Isogenies and the Discrete Logarithm Problem in Jacobians of Genus 3 Hyperelliptic Curves

TL;DR

This paper introduces explicit isogenies that transfer the discrete logarithm problem from hyperelliptic genus 3 Jacobians to non-hyperelliptic ones, where DLP is easier to solve, revealing vulnerabilities in certain cryptographic systems.

Contribution

It provides explicit formulae for isogenies with kernel $(\ZZ/2\ZZ)^3$ for hyperelliptic genus 3 curves and demonstrates their practical application in reducing DLP instances.

Findings

Explicit isogenies exist for a significant fraction of hyperelliptic genus 3 curves.

The reduction from hyperelliptic to non-hyperelliptic Jacobians is efficient and explicit.
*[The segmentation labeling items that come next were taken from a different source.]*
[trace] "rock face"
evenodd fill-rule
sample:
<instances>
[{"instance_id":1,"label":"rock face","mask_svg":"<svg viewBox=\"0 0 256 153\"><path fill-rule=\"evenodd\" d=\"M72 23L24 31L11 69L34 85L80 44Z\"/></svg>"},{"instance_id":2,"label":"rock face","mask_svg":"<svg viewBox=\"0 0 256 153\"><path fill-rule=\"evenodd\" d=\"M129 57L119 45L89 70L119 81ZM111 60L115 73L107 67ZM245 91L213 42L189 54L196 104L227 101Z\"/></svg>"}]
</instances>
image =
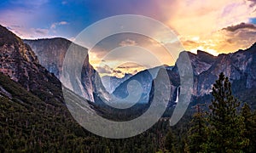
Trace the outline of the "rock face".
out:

Approximately 18.57% of hyperelliptic genus 3 curves over finite fields can be reduced using these isogenies.

Abstract

We describe the use of explicit isogenies to translate instances of the Discrete Logarithm Problem (DLP) from Jacobians of hyperelliptic genus 3 curves to Jacobians of non-hyperelliptic genus 3 curves, where they are vulnerable to faster index calculus attacks. We provide explicit formulae for isogenies with kernel isomorphic to $(\ZZ/2\ZZ)^3$ (over an algebraic closure of the base field) for any hyperelliptic genus 3 curve over a field of characteristic not 2 or 3. These isogenies are rational for a positive fraction of all hyperelliptic genus 3 curves defined over a finite field of characteristic $p > 3$. Subject to reasonable assumptions, our constructions give an explicit and efficient reduction of instances of the DLP from hyperelliptic to non-hyperelliptic Jacobians for around 18.57% of all hyperelliptic genus 3 curves over a given finite field. We conclude with a discussion on extending these ideas to isogenies with more general kernels. A condensed version of this work appeared in the proceedings of the EUROCRYPT 2008 conference.